Monday, June 12, 2006

Citation du 13 juin 2006

De la chambre, je retrouvais toutes les frontières de ma jeunesse, la route que je ne pus franchir qu'à huit ans, le ruisseau qu'on me défendit de passer jusqu'à douze, la lisière de la forêt où je ne pus me perdre qu'à partir de quinze ans, et l'on devinait plus loin, comme les cercles d'un tronc d'arbre, toutes les autres frontières rondes, qui chaque année s'ajoutent...

Giraudoux, Simon

Qu’y a-t-il de l’autre côté de la frontière ? D’autres frontières, ou bien un monde ouvert ? Même si on laissait à l’écart le sens plutôt flou de « zone de discontinuités » (anglais : frontier) et qu’on s’en tienne à sa définition politique (anglais : border), le mot frontière poserait bien des questions.

De fait, la frontière est une limite.

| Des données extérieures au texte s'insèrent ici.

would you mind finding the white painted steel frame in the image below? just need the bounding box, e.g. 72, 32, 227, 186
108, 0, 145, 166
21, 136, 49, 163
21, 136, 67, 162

Comme toute limite elle peut-être envisagée du côté du limité : c’est la frontière derrière la quelle je m’abrite, la ligne de crête des Alpes, le cours du Rhin, obstacles naturels ; c’est aussi la frontière artificielle, rempart ou Ligne Maginot.

Mais la citation de Giraudoux évoque l’autre aspect : la frontière c’est ce qui est défendu ; c’est la limite vue du côté du limitant. C’est là que la frontière devient suspecte, que sa disparition relève de la revendication, même utopique. C’est contre cette frontière que les étudiants de mai 68 manifestaient : « Jouissez sans entraves ! » disaient-ils en passant à l’acte. Oui. Mais si la jouissance, c’était justement de franchir la frontière ? Nous aurions alors toujours besoin de nouvelles frontières.

La liberté ne se réduirait-elle pas alors à la libération ? Nietzsche le dit quelque part (où= ?) : nous appelons liberté le fait d’être délivré d’une des chaînes qui pèsent sur nous, comme si le fait d’être allégé d’une petite partie de notre fardeau était la seule expérience possible de la liberté.

Pour se sentir libre, il faut se délivrer ; pour se délivrer il faut être enchaîné ; il nous faut donc toujours des chaînes. Viva las cadenas ! (1)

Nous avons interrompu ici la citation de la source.